◄   IV VI   ►





Roger avait épousé Henriette, fille de Georges Bénardit, propriétaire des ateliers de la rue Saint-Maur. Son mariage le fit l’associé de Bénardit, alors malade, et la mort du père d’Henriette, qui arriva quelque temps après, le rendit seul maître de la maison.

Ce n’était pas la fortune ; c’était peut-être le moyen d’y parvenir, mais c’était à coup sûr un brevet de probité que Bénardit laissait en mourant à son gendre.

Roger était jeune et fort. Il avait confiance en lui-même. Au lieu de vivoter, ainsi que lui avait recommandé son beau-père, il agrandit, au contraire, ses ateliers, chercha des débouchés nouveaux, et accepta des commandes importantes.

Comme il ne possédait pas l’outillage nécessaire, il accepta, d’un ami de son père, Célestin Vaubernon, – ancien ouvrier comme lui, qui avait fait fortune et se trouvait à la tête d’une importante maison de soieries de Lyon, – il accepta, disons-nous, un prêt de cent trente mille francs environ qui lui servit à augmenter sa production et à donner une vie nouvelle à la fabrique.

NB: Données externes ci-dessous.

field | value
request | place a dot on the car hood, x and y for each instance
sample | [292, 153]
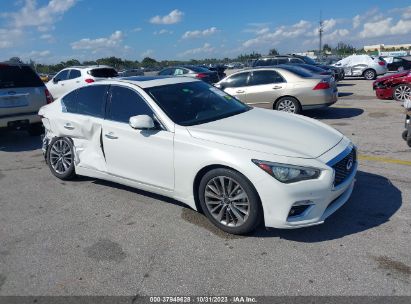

Roger Laroque, par son mariage, avait formé d’excellentes relations dans la haute bourgeoisie parisienne.

Roger s’était marié en 1865 et Henriette était devenue enceinte presque aussitôt son mariage. Suzanne vint au monde.

En 1869, seconde grossesse. Mais un accident de voiture, à Dieppe, dans une promenade à Pourville, mit ses jours en danger et la fit accoucher avant terme. L’enfant mourut.

Henriette resta longtemps souffrante, plus d’un an.

Dans un des salons qu’il fréquentait, Roger avait rencontré, un soir de bal, une femme dont la beauté l’avait fortement troublé.

Mme Julia de Noirville, femme de l’avocat déjà célèbre, était fille d’un père espagnol et d’une Arabe, et avait, très accusé, le cachet des deux races.

Une sorte de charme mauvais, mais réel, se dégageait de cette femme, de son sourire sérieux, comme « en dedans », de ses yeux troublants et fouilleurs dont le regard était presque gênant par trop de fixité.

Quelle fatalité poussa l’un vers l’autre Roger et Julia ? L’amour ? Non. Roger aimait sa femme.

S’il avait eu le temps de raisonner le sentiment qui l’entraînait vers Julia, il se fût éloigné d’elle, mais il fut emporté d’un coup de passion, comme une feuille d’automne que balaye la rafale, et, lorsqu’il retomba, il rougit d’avoir été faible et d’avoir cédé si facilement.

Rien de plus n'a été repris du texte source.